Poniedziałkowy handel na GPW rozpoczął się całkiem mocno, od zwyżki WIG20 o 0,7 proc., a z czasem było tylko lepiej. Ostatecznie indeks dużych spółek zyskał aż 3,4 proc. i zakończył notowania na poziomie 2335 pkt. Jak wskazywali eksperci, indeks niemal zamknął lukę spadkową z poprzedniego poniedziałku, jednak strefa 2340-2350 pkt może działać teraz jako opór. Największym firmom próbowały dotrzymywać kroku te średnie – indeks mWIG40 poszedł w górę o 2,8 proc. Skupiający małe spółki sWI80 zyskał 1,2 proc.
Nasz rynek był wczoraj najsilniejszy na świecie, nadrabiając w ten sposób zaległości z poprzedniego tygodnia, gdy spisywał się słabiej niż rynki bazowe. Na głównych rynkach nie obserwowaliśmy wczoraj żadnych znaczących zmian. W Europie mimo udanego początku we Frankfurcie DAX skończył sesję w okolicach zera, w Paryżu CAC40 spadł o 0,3 proc., a w Londynie FTSE-100 zyskał 0,5 proc. Podobnie było na Wall Street. S&P 500 finiszował dokładnie w punkcie odniesienia, a Nasdaq Composite wzrósł o marne 0,2 proc. Analitycy spekulują, że wyhamowanie odbicia nie wróży amerykańskiemu rynkowi najlepiej i może stanowić zaproszenie dla niedźwiedzi.
Inwestorzy w USA, ale też na całym globie wciąż zastanawiają się, jakie decyzje podejmie we wrześniu i na kolejnych posiedzeniach amerykański Fed. Na to, jak mocne będą cięcia stóp, mogą mieć wpływ dane, które ukażą się dzisiaj i jutro.

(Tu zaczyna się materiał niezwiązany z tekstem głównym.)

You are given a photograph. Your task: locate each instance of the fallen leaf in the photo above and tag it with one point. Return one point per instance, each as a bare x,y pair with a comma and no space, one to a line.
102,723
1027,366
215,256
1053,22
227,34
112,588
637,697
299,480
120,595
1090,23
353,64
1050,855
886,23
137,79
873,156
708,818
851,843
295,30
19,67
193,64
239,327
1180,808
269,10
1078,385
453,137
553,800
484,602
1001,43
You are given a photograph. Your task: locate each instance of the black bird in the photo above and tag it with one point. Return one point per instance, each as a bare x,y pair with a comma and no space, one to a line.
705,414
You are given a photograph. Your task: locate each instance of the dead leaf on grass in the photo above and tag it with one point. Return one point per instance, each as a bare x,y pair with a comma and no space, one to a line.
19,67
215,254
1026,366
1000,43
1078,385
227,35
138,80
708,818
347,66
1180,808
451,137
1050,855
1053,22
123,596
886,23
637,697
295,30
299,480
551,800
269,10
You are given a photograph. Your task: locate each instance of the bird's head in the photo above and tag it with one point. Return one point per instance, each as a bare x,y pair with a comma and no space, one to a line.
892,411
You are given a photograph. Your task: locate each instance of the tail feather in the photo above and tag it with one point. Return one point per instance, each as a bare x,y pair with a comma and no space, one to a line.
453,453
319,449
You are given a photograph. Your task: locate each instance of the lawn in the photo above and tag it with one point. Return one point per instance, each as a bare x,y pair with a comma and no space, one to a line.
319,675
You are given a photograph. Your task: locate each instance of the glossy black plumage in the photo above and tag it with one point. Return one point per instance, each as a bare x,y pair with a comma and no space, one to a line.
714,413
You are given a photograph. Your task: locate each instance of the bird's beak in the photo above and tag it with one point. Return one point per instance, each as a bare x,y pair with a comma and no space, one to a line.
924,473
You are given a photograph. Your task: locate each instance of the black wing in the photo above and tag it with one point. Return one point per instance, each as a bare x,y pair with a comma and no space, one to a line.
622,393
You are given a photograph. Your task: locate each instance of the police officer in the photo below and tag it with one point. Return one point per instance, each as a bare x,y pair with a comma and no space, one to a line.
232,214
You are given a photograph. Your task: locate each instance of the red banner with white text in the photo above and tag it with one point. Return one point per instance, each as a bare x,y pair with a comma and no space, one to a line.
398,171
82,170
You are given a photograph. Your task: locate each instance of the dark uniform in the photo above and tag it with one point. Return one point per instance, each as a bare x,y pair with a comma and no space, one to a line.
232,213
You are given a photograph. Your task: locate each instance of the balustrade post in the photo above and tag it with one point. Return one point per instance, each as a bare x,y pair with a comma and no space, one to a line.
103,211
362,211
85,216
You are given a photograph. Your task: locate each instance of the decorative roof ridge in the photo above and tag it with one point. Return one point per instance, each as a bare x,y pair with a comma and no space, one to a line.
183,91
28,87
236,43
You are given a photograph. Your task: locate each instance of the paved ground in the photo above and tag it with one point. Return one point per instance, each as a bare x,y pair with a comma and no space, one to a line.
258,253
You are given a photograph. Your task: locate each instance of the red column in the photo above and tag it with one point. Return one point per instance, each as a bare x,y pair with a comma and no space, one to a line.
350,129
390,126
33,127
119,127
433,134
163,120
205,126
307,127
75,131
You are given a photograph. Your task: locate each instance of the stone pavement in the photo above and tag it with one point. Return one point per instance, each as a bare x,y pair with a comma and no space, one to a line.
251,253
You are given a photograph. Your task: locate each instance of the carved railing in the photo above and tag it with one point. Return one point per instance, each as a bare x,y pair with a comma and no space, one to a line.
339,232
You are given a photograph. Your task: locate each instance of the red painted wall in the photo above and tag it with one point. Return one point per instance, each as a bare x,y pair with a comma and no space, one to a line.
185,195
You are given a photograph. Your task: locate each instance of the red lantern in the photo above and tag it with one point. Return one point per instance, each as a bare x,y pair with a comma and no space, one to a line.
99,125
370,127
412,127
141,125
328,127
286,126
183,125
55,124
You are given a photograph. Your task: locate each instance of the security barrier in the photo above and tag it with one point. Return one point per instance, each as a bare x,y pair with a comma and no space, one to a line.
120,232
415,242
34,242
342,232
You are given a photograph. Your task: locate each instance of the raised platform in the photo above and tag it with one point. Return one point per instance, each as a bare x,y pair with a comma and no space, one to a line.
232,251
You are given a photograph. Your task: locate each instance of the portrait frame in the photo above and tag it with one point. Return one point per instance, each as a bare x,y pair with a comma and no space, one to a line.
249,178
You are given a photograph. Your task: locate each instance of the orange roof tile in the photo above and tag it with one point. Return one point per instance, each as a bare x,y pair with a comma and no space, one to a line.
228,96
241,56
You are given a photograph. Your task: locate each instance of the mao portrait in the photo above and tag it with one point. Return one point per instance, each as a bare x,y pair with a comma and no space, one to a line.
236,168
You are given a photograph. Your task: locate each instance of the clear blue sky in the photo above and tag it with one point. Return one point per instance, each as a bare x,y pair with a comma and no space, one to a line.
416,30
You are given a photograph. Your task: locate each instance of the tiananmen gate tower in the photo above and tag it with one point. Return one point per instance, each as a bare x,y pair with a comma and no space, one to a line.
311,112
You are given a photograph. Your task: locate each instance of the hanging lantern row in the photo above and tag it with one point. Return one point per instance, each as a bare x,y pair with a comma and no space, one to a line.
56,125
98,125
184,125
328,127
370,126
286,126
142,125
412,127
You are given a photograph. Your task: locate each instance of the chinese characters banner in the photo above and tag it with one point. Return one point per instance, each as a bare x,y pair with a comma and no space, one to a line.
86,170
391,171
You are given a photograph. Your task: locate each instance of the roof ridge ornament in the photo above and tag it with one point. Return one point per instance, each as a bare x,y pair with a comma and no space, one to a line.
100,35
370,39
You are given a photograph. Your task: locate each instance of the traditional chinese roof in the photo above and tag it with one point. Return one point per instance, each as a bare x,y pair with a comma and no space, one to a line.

Chodzi o odczyty inflacji w USA – dzisiaj PPI, czyli inflacji producenckiej, a jutro konsumenckiej CPI. Przed startem dzisiejszych notowań na Starym Kontynencie nastroje były umiarkowanie pozytywne. Z rana wyróżnił się japoński Nikkei 225, zyskując ponad 3 proc., ale notowania kontraktów terminowych na indeksy w Europie i USA zyskiwały tylko nieznacznie.
GPW: Przebudzenie mocy
Kamil Cisowski, DI Xelion
Na rynkach europejskich nie działo się w poniedziałek wiele. Początek sesji okazał się wzrostowy, tak jak wskazywały giełdy azjatyckie i notowania kontraktów futures, ale cała sesja przebiegła spokojnie z lekką tendencją spadkową. Najwyższe, około półprocentowe wzrosty notowane były w Londynie i Mediolanie, ale DAX i IBEX zamykały się w okolicach zera, a Stoxx600 i CAC40 nawet poniżej poziomu neutralnego.